Through the Community Voice Lab, I partnered with Producer Bryan Bello, a PhD candidate in the School of Communication at American University with a passion for citizen journalism. Bryan co-founded the nation’s first homeless filmmaking cooperative at Street Sense Media, of which Sheila White was a member.
Street Reporter began as a “meta” story: our production team followed a group of journalist-filmmakers reporting on the story of “tent city” for the local street newspaper.
After months of filming with the reporting team, I realised that Sheila’s story was the one I needed to tell. Sheila was on a clear journey to overcome the obstacles in her life and to achieve her dream of becoming a photojournalist by going back to school at the age of 59. I felt that her story could bring hope to people facing similar challenges, while also breaking down the tired stereotypes many people have about those experiencing homelessness.
What was the journey like in creating Street Reporter?
Production began in the Fall of 2019 in Washington, DC, and concluded in June of 2021. Like many films, the pandemic slowed down our process, and yet, in the end, it was a blessing as the story unfolded in unexpected ways that produced a more universal and emotionally resonant ending.

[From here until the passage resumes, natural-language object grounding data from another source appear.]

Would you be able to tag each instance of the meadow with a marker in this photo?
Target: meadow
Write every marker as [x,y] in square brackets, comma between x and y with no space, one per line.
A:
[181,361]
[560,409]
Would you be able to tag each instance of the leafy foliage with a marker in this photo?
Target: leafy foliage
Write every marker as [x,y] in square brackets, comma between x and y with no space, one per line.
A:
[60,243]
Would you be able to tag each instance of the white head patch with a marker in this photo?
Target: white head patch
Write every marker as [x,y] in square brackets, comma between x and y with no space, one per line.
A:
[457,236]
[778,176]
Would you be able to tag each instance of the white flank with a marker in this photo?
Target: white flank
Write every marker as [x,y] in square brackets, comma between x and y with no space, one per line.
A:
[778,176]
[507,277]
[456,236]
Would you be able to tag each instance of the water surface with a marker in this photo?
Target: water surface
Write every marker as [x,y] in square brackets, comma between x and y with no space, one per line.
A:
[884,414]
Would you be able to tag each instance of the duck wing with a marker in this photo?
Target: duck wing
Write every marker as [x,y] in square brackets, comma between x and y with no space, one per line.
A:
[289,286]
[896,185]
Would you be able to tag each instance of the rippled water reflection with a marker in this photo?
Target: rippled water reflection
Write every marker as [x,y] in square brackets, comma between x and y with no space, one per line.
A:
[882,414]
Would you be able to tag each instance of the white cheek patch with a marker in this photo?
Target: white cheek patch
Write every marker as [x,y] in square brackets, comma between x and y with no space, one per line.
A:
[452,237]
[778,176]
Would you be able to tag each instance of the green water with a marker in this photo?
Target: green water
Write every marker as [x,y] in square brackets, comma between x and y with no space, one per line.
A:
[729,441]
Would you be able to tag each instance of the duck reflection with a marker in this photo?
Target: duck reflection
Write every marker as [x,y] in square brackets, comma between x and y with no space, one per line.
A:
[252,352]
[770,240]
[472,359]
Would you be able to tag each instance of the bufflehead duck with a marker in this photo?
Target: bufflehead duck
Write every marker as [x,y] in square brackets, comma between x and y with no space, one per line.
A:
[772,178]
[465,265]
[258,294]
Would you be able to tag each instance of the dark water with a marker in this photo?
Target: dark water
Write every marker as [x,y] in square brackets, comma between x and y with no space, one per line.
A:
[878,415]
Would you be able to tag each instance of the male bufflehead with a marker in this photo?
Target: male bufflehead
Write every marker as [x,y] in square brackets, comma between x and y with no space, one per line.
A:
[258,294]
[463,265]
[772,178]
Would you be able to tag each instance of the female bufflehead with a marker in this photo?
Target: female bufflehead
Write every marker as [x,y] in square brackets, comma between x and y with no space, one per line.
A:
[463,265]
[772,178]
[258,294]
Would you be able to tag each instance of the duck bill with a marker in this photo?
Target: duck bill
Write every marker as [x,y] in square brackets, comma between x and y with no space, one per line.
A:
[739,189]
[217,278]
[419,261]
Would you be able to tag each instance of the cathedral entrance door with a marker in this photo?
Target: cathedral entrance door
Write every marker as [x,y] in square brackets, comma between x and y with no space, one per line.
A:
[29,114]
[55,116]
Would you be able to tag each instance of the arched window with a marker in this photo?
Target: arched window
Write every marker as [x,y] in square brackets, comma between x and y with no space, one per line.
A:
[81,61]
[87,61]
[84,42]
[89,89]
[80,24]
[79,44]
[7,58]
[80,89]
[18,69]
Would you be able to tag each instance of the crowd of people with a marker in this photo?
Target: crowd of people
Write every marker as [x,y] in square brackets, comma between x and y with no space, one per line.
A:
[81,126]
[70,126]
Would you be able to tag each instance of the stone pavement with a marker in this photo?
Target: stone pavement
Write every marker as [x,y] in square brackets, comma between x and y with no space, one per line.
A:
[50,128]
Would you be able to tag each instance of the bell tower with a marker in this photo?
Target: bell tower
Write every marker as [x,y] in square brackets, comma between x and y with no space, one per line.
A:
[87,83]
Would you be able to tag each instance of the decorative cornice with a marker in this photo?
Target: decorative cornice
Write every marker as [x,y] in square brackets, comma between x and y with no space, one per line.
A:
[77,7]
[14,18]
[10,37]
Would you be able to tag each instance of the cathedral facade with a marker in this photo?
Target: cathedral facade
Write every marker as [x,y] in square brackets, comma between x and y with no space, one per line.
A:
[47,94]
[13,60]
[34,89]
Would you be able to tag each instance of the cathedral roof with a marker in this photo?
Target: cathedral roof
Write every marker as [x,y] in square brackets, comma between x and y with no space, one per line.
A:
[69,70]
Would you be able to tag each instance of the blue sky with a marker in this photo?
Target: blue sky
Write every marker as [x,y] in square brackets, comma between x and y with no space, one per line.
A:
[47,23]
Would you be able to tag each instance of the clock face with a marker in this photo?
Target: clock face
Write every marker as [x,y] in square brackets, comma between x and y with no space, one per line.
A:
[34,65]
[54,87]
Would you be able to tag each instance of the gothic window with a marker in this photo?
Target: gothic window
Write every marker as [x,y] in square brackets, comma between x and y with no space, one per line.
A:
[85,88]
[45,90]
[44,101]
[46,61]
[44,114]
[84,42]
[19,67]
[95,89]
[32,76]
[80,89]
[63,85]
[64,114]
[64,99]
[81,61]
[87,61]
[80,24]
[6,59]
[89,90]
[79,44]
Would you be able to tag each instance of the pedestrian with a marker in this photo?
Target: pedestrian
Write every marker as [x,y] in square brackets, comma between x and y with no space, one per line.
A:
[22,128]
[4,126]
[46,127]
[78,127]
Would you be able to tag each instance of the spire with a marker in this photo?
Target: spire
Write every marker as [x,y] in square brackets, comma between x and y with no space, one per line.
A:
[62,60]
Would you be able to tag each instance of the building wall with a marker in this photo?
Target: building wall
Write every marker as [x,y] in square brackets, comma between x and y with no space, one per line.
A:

The editing process was challenging, as there were so many powerful stories that we couldn’t include in the short film format. At the time, it was extremely painful to see so much of the film end up on the “cutting room floor” but I knew it was the right choice to focus primarily on Sheila’s journey given how her life transformed over the two years that I spent following her.
Did it take a toll on you mentally seeing and hearing the stories?
Homelessness is a set of issues clustered together that result in people living on the streets. In hearing and documenting people’s lived experiences of homelessness, I realised how complex the situation is and how each person has a different set of needs to help them get into safe, permanent housing. There were a few times when I felt a sense of hopelessness, but that made me more determined to follow stories of change and transformation like Sheila’s, to give viewers a vision of how solutions to homelessness can truly change lives.
What do you hope to achieve with this film and why is it relevant for everyone to watch?
I long for viewers who have not experienced homelessness to see themselves in Sheila’s story in order to break down the psychological barrier between those who are housed and those who are unhoused. All of us, if given the life circumstances of Sheila or anyone else facing homelessness, could easily end up in the same place. When you pass by a tent city, I want people to think of Mike, and how aware he is of being dehumanised by the experience of homelessness. By documenting these film participants’ lives, I hope the story generates empathy that leads to action and solutions to homelessness and housing affordability.
How did you feel hearing that the Oscars is considering your film?
It’s incredibly exciting to have the opportunity to compete at the Oscars!
What’s next for you?
I just finished a new feature documentary called PROJECT HOME about 3D-printed houses which explores how this new technology can help address the global housing crisis. That film just premiered earlier in October at the Heartland Film Festival in Indianapolis, IN. After focusing on a personal story related to homelessness in Street Reporter, I was eager to study solutions that could impact people’s lives on a larger scale, which fuelled my interest in the 3D-printed housing topic.